Still. It’s the right thing to do. And we all should for everyone else.

To cope (well, so I can cope), we are taking long walks outside. The weather here in New Jersey, has been getting a little bit better and we are taking advantage of the sunshine. On the weekends, we are exploring our incredible county parks—taking hikes on new trails, picnicking in the woods, spending time together as a family. I’ve noticed that everyone says hello more than they used to. Families walking together, keeping a safe distance, nod and say hi. I suspect that this is helping us maintain our need for connection, something likely we are all craving.

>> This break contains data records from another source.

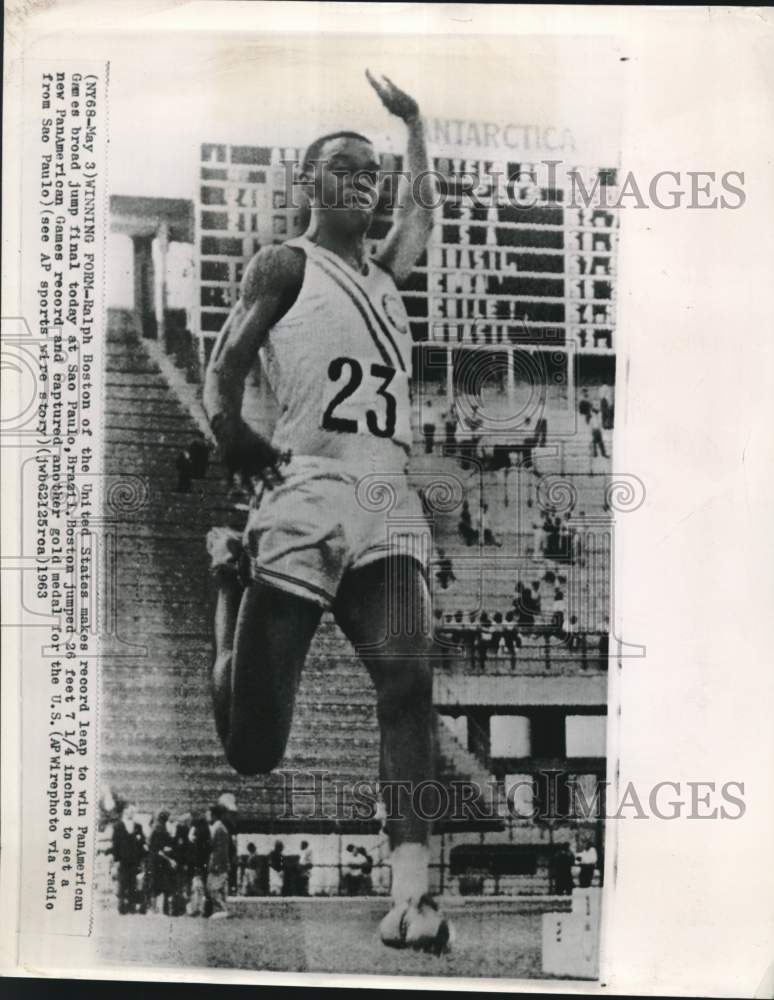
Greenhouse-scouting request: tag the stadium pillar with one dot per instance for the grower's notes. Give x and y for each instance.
(144, 285)
(161, 243)
(511, 380)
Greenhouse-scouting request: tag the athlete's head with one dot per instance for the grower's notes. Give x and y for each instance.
(341, 178)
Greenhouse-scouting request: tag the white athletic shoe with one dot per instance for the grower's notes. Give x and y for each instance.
(417, 925)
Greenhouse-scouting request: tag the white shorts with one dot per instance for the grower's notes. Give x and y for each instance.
(324, 519)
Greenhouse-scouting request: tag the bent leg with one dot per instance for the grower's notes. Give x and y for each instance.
(384, 610)
(259, 680)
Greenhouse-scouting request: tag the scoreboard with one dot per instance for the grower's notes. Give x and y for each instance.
(517, 257)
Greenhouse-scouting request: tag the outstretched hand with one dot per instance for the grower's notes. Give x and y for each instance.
(393, 98)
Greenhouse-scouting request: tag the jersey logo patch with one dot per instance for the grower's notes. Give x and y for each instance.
(395, 312)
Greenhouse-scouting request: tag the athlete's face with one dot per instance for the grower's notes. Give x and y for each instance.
(346, 183)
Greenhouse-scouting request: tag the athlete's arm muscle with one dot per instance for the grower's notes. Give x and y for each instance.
(413, 219)
(271, 281)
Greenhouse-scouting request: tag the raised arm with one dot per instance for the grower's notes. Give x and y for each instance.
(413, 220)
(269, 286)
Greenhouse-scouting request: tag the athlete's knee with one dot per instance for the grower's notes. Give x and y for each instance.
(405, 688)
(250, 757)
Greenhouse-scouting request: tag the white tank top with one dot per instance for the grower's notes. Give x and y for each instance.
(339, 363)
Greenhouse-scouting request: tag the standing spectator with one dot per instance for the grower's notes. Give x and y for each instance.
(277, 865)
(584, 405)
(199, 846)
(183, 467)
(538, 540)
(366, 882)
(305, 865)
(199, 454)
(562, 871)
(605, 408)
(162, 864)
(444, 573)
(597, 441)
(251, 871)
(501, 464)
(428, 426)
(525, 615)
(465, 526)
(560, 610)
(484, 638)
(484, 531)
(511, 637)
(450, 428)
(587, 860)
(181, 874)
(352, 872)
(219, 865)
(128, 853)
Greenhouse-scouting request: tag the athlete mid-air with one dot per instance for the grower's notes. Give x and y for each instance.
(334, 340)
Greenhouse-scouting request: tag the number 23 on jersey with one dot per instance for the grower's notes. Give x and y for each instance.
(366, 397)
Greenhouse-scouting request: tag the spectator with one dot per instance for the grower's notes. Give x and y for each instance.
(219, 865)
(465, 526)
(183, 467)
(199, 845)
(483, 638)
(445, 571)
(428, 426)
(443, 637)
(525, 613)
(562, 871)
(511, 637)
(251, 871)
(366, 882)
(305, 865)
(605, 408)
(162, 864)
(604, 650)
(587, 860)
(228, 802)
(584, 405)
(199, 456)
(450, 427)
(128, 854)
(277, 865)
(560, 610)
(597, 441)
(484, 531)
(353, 872)
(538, 540)
(181, 874)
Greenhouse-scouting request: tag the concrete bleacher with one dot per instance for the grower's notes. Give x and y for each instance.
(159, 746)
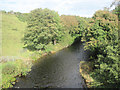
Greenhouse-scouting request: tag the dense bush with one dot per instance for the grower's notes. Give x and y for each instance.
(102, 39)
(43, 27)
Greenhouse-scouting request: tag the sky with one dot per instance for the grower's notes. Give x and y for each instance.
(83, 8)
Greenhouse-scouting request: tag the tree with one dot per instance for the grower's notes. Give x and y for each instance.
(102, 39)
(43, 27)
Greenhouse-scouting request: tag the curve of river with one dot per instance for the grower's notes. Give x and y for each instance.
(59, 70)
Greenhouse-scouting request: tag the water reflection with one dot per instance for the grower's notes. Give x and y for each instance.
(57, 70)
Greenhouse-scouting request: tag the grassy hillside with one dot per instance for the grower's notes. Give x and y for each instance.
(12, 34)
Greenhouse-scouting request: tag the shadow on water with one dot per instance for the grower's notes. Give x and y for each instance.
(59, 70)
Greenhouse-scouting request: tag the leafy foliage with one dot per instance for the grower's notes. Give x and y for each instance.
(102, 39)
(43, 27)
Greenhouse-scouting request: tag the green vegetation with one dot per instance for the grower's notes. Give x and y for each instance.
(12, 69)
(101, 39)
(43, 31)
(12, 34)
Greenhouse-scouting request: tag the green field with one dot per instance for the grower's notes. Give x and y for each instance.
(12, 34)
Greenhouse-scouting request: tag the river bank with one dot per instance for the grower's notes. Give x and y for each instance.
(58, 70)
(86, 68)
(10, 70)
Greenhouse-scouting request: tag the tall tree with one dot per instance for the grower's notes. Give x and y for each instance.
(43, 27)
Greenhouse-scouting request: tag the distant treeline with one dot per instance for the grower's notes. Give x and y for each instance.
(99, 33)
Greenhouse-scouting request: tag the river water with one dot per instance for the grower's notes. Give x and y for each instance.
(58, 70)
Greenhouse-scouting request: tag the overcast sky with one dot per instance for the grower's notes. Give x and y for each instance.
(84, 8)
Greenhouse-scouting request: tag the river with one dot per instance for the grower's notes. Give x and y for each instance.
(58, 70)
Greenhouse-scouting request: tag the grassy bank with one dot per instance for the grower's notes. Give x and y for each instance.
(86, 69)
(14, 59)
(12, 45)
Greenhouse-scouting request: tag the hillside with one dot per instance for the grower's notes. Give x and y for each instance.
(12, 34)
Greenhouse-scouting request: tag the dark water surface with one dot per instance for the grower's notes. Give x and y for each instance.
(59, 70)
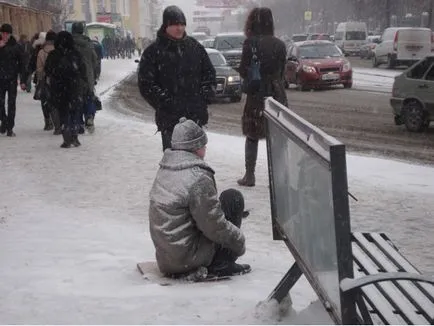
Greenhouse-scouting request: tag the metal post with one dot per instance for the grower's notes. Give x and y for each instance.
(430, 14)
(388, 13)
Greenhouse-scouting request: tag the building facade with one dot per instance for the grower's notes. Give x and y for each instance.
(134, 17)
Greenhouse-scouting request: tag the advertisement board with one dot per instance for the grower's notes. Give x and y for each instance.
(219, 3)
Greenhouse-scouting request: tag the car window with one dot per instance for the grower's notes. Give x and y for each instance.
(217, 59)
(430, 74)
(420, 69)
(289, 51)
(299, 38)
(339, 36)
(319, 51)
(355, 36)
(230, 42)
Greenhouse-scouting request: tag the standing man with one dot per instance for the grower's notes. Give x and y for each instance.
(86, 48)
(12, 64)
(176, 76)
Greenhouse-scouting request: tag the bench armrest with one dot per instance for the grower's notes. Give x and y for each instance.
(349, 284)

Something else we all crave is nature. A growing body of research suggests that spending time in nature is scientifically good for human’s mental and physical health and wellbeing. In particular, research supports a strong connection between spending time in nature and mental well-being including improved ability to concentrate, positive changes in self-concept, stress reduction, fewer symptoms related to depression, and rejuvenation from mental fatigue. Overwhelmingly, research has shown that people who are better connected to nature feel more centered and calm and experience less anxiety.

Source: Megan Delaney
A walk in the woods.
Source: Megan Delaney

My name is Megan Delaney and I am an ecotherapist and a counselor educator. When not in quarantine, I work at Monmouth University, on the coast of New Jersey. I teach in the Department of Professional Counseling, where my amazing students are learning to become licensed professional counselors. My favorite course to teach is Ecotherapy—each week we are outside doing some form of ecotherapy (forest bathing, guided nature meditations, equine therapy, gardening, working with animals, walking and talking in the woods, enjoying all the metaphors of nature). I also have a private ecotherapy practice. My outdoor sessions with clients involve walking familiar trails throughout our wonderful parks. I look forward to writing here, on this space in Psychology Today, to help share what I am passionate about—our connection to nature and ways in which we can infuse nature into our practice and our own self-care and ways that we can care for nature.

For now, take good care—and take yourself and, with safety, enjoy the benefits of nature.